The artists featured in Pick Up Your Cave And Run suggest alternative positions from which to view our notions of home. A fundamental trait that apparently defines man from beast, the strong desire we all have to construct a private space serves as a repository of all manner of things meaningful. Not merely a shelter for sleeping, our “caves” are also a social space and necessary for emotional wellbeing. As our oldest ancestors discovered, caves are great places to store objects of personal relevance.
Bar the occasional ascetic individual (an indulgent position nowadays), we all have a desire to furnish personal space. But space is not only physical. Our contemporary existence as liminal, internet-based ‘social networking’ machines indicates that times are changing and that our perceptions of personal space may also be changing. For many individuals, including the artists in this exhibition, the definition of home is determined more by work and current circumstances than how space is furnished.

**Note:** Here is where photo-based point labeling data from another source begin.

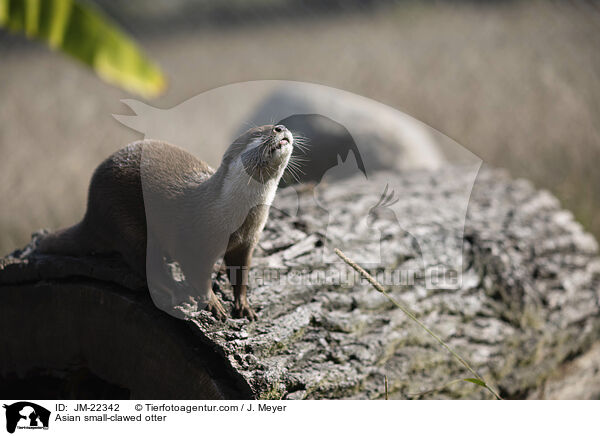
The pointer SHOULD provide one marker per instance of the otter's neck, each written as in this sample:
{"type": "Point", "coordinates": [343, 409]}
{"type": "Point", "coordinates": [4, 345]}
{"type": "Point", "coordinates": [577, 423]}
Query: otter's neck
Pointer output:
{"type": "Point", "coordinates": [237, 192]}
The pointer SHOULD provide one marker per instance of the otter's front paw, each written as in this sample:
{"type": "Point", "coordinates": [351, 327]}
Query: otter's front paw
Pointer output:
{"type": "Point", "coordinates": [215, 307]}
{"type": "Point", "coordinates": [243, 310]}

Free online services mean that even those among us whom society would like to ignore are now able to exist in multiple social circles off the grid. Of course this is part and parcel of a proviso that one is willing to exist online as a social avatar of oneself. If so, it is quite easy to exist socially with negligible personal contact to anyone in ones sphere of influence. With access to permanent free digital services and land line phones becoming a thing of the past, perhaps we will one of these days no longer be required or in fact want to actually maintain a physical residence?

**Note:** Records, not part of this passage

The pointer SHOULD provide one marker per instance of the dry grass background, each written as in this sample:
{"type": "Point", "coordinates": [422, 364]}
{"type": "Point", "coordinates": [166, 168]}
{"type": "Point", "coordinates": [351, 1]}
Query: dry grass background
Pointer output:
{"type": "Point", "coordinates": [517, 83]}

The relationship between objects and our sense of place is opened up for examination by the artists in this exhibition. Explorations range from our continued obsession with handicrafts to consideration of the urban and natural environment. The role of objects and materials is a central factor in each of these projects. Pick Up Your Cave And Run reflects on domesticity from a generation of New Zealanders who have matured in a rapidly changing post colonial economy.
Matt Blomeley
Pick Up Your Cave And Run features the work of artists Chris Hargreaves, Andrea Du Chatenier, Tim van Dammen, Andrew Rankin, Rachel Bell, Nick Taylor, Kate Barton, and Danielle Clayton and will be on show at RAMP gallery in Hamilton March 18 – April 4, 2008.